Yield without protocol is just delayed loss. This applies to the AI compute market: compute without verified demand is just speculative buildout. If the $25 billion backlog never converts to revenue, the capital wasted in manufacturing and data center prep will be a deadweight loss for investors.
What is smart money doing? Look at the options market for NVIDIA. After the Cerebras announcement, NVDA implied volatility actually narrowed slightly. Institutional traders are not pricing in a competitive threat. Instead, they see a smaller player trying to grab attention. The smart move: short Cerebras-linked SPACs or pre-IPO secondary shares, and long NVDA on any irrational dip.
Takeaway: The Market Pays for Clarity, Not Complexity
The key signal to watch is the S-1 filing. Not the podcast.
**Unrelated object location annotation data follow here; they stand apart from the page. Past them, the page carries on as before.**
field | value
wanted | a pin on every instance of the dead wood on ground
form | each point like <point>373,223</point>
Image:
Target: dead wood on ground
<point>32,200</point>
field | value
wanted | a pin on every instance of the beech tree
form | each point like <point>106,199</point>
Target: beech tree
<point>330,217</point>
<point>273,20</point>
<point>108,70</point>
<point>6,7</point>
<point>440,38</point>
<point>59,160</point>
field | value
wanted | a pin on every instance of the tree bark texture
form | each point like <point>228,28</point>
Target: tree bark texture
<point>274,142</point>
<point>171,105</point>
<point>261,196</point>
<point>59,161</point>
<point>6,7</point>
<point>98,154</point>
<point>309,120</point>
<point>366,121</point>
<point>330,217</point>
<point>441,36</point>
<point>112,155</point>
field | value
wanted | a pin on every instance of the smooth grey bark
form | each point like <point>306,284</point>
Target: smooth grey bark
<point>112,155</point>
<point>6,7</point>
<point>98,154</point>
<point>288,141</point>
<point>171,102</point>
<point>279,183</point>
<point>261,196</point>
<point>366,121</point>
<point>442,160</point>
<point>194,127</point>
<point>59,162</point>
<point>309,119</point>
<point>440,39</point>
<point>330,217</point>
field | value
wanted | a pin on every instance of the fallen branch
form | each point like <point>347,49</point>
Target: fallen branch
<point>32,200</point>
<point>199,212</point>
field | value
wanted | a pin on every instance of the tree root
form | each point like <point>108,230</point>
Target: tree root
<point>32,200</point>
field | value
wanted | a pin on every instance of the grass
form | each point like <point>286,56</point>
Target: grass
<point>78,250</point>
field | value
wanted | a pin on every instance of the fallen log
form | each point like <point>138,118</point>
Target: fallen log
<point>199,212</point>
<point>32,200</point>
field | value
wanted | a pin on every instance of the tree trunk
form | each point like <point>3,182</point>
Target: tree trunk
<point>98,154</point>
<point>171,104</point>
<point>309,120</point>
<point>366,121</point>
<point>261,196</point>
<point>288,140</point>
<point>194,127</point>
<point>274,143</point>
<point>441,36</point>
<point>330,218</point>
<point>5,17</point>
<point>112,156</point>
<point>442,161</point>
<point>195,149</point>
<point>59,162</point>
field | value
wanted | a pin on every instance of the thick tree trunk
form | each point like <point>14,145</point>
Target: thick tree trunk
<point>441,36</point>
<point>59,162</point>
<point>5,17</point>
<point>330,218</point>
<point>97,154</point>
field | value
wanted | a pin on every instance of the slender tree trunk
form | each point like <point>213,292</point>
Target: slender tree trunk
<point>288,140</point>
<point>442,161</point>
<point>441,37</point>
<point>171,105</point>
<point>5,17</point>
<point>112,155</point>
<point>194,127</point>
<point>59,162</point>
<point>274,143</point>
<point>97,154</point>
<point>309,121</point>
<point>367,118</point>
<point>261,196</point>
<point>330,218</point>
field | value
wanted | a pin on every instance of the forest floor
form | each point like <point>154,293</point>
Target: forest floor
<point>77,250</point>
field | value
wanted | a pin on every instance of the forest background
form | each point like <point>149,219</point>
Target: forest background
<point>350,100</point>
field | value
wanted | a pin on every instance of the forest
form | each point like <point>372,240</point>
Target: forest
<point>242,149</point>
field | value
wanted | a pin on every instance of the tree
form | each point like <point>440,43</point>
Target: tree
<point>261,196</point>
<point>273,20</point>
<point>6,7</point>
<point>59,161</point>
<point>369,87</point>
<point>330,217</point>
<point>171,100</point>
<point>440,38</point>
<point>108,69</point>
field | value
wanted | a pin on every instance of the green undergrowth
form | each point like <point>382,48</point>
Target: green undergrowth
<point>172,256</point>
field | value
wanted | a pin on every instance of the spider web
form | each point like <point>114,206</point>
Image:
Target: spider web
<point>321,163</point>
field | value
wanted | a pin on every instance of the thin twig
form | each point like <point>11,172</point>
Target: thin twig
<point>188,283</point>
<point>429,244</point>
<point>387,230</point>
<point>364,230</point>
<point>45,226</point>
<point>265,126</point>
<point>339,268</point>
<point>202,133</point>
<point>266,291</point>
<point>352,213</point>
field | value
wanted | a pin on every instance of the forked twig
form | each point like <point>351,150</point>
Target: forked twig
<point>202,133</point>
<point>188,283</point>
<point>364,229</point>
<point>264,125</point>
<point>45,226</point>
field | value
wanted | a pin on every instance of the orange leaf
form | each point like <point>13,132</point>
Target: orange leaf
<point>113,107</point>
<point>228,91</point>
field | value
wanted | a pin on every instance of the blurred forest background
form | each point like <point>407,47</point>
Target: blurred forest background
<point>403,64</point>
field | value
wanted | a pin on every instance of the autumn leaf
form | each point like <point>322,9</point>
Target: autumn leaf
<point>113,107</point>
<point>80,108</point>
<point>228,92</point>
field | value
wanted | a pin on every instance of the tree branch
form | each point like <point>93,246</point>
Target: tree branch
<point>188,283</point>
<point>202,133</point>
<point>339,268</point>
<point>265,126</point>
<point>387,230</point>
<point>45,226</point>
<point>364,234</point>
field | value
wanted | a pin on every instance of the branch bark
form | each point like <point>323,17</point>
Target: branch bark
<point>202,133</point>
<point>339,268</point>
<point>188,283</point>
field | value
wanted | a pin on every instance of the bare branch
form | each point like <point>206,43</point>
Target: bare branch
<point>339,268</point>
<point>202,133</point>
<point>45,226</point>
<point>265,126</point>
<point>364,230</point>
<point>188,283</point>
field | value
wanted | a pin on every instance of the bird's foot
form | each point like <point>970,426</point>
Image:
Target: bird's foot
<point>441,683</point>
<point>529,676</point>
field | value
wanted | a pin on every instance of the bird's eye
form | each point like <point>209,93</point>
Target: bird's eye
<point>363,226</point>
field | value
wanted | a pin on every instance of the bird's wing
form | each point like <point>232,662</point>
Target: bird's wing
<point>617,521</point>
The SEC demands audited backlog definitions and contract terms. Until that document appears, Cerebras's $25 billion is a number without a shadow.
For traders: - If you're in crypto, monitor energy ETFs (like TAN or PBW). Any AI buildout that diverts power from mining will hit PoW coins. - If you're in equities, avoid IPOs from private chipmakers until their backlog is formally defined. - If you hold NVIDIA, don't panic. The monopoly is intact until I see a hyperscaler publicly switch to Cerebras at scale.
I trade the ledger, not the hype cycle. The ledger shows one company with $47B in infrastructure revenue, and another with a press release. The trade is simple: sell the hype, buy the fundamentals.
Speculation is noise; fundamentals are signal. Compute without verified demand is delayed loss. Watch the SEC filing, not the headline.